I think I’ve had about 5 careers. Before Matt was born, I was a daycare center teacher in Minneapolis. Later came San Francisco and a buying position in the garment industry. I was there for 6 years and back then it was a fabulous and beautiful city. The hippies had gone, but free concerts in Golden Gate Park were still common. Then it was back to Sharon after my mom couldn’t deal very well with my dad’s death. I started at the bottom rung with Filenes, did not go the ‘buyer’ root where everyone screams at each other, was a department manager at the Peabody mall, and eventually graduated to a store management position in Natick with a company called Stacy’s. I made good friends, and I keep in touch with a couple. Night school got me my MBA from BU, and a ticket out of retail. I took what I thought would be a short term position at Mass Bay Community College, but I fell in love with teaching and reached a full professorship after 14 years.

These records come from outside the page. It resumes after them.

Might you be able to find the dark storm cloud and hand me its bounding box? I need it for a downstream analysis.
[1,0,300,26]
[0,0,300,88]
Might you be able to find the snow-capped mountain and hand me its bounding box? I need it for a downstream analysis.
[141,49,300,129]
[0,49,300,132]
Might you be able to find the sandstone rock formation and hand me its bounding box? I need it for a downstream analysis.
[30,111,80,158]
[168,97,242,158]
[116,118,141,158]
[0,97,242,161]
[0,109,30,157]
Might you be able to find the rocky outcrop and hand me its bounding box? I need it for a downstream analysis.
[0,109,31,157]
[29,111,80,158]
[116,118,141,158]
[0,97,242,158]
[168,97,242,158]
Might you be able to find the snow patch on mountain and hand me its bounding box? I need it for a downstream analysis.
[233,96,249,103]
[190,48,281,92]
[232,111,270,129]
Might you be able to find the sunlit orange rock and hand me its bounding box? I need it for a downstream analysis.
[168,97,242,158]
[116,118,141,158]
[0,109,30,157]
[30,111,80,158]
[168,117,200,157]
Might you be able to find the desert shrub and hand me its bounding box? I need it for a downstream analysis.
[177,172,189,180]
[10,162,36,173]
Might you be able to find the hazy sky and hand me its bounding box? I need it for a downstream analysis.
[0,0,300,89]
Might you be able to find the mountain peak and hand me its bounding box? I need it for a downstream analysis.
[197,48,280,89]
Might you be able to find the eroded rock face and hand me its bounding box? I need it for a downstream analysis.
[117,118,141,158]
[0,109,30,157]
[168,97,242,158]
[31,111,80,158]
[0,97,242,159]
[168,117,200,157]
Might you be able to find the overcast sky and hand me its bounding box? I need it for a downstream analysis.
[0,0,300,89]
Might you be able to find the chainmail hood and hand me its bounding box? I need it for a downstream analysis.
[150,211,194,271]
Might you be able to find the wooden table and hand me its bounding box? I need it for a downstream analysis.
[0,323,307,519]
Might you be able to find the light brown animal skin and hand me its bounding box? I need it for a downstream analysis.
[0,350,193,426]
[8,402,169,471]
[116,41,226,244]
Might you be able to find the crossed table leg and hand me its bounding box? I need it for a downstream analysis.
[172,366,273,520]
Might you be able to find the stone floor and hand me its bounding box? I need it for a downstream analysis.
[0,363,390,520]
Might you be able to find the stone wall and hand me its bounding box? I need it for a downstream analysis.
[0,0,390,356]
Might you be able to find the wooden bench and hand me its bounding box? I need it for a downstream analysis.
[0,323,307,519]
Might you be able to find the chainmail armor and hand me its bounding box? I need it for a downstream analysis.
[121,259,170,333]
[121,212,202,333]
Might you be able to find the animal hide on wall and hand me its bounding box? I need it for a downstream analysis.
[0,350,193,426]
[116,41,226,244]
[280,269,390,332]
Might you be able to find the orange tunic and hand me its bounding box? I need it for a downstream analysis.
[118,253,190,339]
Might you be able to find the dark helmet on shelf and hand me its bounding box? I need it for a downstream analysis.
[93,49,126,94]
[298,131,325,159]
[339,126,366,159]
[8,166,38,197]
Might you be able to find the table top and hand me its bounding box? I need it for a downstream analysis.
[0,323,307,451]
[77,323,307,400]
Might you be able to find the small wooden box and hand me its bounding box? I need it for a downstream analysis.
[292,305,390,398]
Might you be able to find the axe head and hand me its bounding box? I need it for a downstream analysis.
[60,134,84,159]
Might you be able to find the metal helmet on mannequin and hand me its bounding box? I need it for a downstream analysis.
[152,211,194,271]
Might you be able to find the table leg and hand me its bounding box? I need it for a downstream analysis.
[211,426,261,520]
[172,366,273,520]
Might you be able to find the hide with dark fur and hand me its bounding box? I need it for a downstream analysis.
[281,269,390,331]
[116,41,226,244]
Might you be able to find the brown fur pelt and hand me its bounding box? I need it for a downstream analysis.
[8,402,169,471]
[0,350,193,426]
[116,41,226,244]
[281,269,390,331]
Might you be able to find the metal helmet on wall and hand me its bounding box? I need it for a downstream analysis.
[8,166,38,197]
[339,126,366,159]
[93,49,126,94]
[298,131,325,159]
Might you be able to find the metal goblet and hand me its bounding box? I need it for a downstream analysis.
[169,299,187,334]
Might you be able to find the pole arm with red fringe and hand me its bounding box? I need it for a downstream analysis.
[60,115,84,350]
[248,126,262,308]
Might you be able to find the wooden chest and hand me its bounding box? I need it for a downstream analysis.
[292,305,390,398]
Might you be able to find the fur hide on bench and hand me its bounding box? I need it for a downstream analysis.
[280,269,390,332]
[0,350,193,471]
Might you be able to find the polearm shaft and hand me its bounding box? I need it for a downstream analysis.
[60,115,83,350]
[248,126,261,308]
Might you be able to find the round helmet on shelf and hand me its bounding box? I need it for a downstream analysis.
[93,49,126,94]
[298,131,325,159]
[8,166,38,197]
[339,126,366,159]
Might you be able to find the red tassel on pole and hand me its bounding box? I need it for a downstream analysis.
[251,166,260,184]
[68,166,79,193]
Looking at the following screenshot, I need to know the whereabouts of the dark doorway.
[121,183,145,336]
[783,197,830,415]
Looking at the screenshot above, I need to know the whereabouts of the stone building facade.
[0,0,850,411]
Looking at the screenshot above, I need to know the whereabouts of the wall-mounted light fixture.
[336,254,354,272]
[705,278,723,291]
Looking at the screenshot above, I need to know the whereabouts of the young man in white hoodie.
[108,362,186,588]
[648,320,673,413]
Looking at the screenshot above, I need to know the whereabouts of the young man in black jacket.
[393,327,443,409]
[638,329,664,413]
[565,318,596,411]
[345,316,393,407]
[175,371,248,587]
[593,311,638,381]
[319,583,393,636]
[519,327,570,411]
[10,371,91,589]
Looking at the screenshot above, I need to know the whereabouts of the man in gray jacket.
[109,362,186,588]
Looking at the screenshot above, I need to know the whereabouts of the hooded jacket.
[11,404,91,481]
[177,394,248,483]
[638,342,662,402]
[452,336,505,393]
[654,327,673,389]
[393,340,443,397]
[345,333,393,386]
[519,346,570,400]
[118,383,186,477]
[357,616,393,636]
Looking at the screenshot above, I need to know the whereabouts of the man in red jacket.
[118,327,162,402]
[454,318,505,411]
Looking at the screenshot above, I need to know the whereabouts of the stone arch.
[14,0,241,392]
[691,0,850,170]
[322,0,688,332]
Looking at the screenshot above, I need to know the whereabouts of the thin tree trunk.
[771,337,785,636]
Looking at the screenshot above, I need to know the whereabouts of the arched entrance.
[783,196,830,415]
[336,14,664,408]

At the same time I married again and built an antique clock business with my husband. I left teaching to work full time for Lee, paying myself a pittance so that we could plow any profits back into the business. When the marriage fell apart, I was 58 and left with nothing to my name except a car and his life insurance policy. I sold that policy, went back to school, became certified as a professional medical records coder, eventually moved to Maine for a job with Maine Medical Center, bought a house in Brunswick (due to a grand divorce settlement), worked from home until my eyes couldn’t stand the monitor's glare any longer, and met up with Andy Powell who came to live with me after he retired.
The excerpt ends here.